The success of Ryanair both in terms of market coverage, market share growth and financial results shows that the LCC model does not mean low returns on invested capital. Do it consistently and keep your costs under tight control and sheer market volumes will ensure you economies of scale and thereby profitability.
With a market reach of 190 airports in 30 countries and an average fare of 54€ you are unlikely to have a customer demand problem. Add a non passenger aggravating attitude and you can expand your market reach.
“Premium Plus” gives boarding before coach.
Would it make sense to load all Airplanes in reverse, has anyone tried it?
Surely it would be better for people with seats at the at the front of the Airplane to sit comfortably in the terminal rather than have 150 other passengers shuffling and clambering past them, banging the seats with their carry on luggage etc.
To my thinking “prestige” would be boarding last, not first.
Would you consider it a premium experience having no space in the overhead bins because everything is already occupied by the unwashed masses 😉 ?
If you want to keep the size of the premium section flexible I think it’s easier to board the premiums first and have them put their stuff into the overhead bins first, the non-premiums can have the surplus space (if any).
People sitting in the front of the plane (First Class, Premium Plus, whatever) can board anytime they wish, if they have an assigned seat. Reserve the overhead bins for people actually sitting in the section.

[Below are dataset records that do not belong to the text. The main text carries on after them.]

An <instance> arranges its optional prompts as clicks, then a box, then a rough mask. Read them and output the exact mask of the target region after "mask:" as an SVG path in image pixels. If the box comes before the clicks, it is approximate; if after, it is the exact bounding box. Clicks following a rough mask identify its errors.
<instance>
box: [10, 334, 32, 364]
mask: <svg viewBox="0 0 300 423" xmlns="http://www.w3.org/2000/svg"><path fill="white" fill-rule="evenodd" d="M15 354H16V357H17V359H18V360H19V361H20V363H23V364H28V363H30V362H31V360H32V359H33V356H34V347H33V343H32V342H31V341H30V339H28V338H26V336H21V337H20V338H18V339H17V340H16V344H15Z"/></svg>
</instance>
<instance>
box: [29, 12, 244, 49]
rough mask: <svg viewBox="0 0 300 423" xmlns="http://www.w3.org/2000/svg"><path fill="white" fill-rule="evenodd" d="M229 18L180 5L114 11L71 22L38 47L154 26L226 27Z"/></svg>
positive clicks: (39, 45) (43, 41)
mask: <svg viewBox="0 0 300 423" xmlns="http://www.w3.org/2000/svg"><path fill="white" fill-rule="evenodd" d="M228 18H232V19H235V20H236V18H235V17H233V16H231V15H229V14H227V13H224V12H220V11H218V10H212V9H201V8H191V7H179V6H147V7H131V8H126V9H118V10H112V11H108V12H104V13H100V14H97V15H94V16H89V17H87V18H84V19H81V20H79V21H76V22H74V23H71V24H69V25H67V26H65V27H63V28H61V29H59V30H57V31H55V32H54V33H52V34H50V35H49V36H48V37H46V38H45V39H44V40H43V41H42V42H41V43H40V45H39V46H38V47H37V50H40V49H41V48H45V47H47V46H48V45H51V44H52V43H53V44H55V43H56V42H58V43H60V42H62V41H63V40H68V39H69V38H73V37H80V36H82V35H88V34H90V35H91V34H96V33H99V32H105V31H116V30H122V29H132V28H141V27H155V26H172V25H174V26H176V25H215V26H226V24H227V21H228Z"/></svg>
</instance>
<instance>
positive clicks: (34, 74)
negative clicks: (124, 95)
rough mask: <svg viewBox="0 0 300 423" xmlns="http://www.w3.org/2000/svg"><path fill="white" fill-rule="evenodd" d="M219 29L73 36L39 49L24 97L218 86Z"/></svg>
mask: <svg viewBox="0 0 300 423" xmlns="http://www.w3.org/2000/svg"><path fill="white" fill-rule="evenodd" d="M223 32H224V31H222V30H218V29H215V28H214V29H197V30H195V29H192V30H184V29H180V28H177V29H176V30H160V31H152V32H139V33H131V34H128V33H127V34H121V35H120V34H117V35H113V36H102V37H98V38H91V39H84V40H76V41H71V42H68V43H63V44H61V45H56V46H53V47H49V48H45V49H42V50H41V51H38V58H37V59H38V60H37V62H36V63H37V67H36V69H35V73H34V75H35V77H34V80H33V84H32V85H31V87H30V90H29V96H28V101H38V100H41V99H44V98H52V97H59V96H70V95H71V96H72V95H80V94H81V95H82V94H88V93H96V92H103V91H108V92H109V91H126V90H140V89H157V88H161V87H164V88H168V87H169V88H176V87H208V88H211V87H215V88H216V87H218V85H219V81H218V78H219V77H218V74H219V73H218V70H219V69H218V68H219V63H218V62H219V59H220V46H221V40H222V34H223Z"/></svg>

Being a fan of Ryanair and EasyJet for short intra-European-Flights I would like to see future routes to North America(East Coast) with a One Stop strategy.
For example Berlin-Provedence with an intermediate halt in Island(or the Azores Islands) and an overnight facility in form of a french build Capsule Hotel. It would take out the pain in your legs of longhaul flying in Y and you have a chance to discover some breathtaking surroundings.300 Euros for the roundtrip incl. accomodation would be my desired price to pay.
Ryanair for example could use their B 737-800,so there is no need for widebody aircraft.There are a lot of opportunities for future growth in the LCC business.
Me thinks you miss the concept of low cost.
Stop adds fuel and cost aircraft time as well as overall costs.
Frankly it makes no sense as the cost would exceed a wide body better seat.
I’ve often thought that Ronkonkoma airport on Long Island would be an ideal LCC destination, right by the railway station and only an hour or so by train from Manhatten. I thin that the idea of a stopover in the Azores might well be attractive to many LCC customers, who are probably going to be leisure travellers.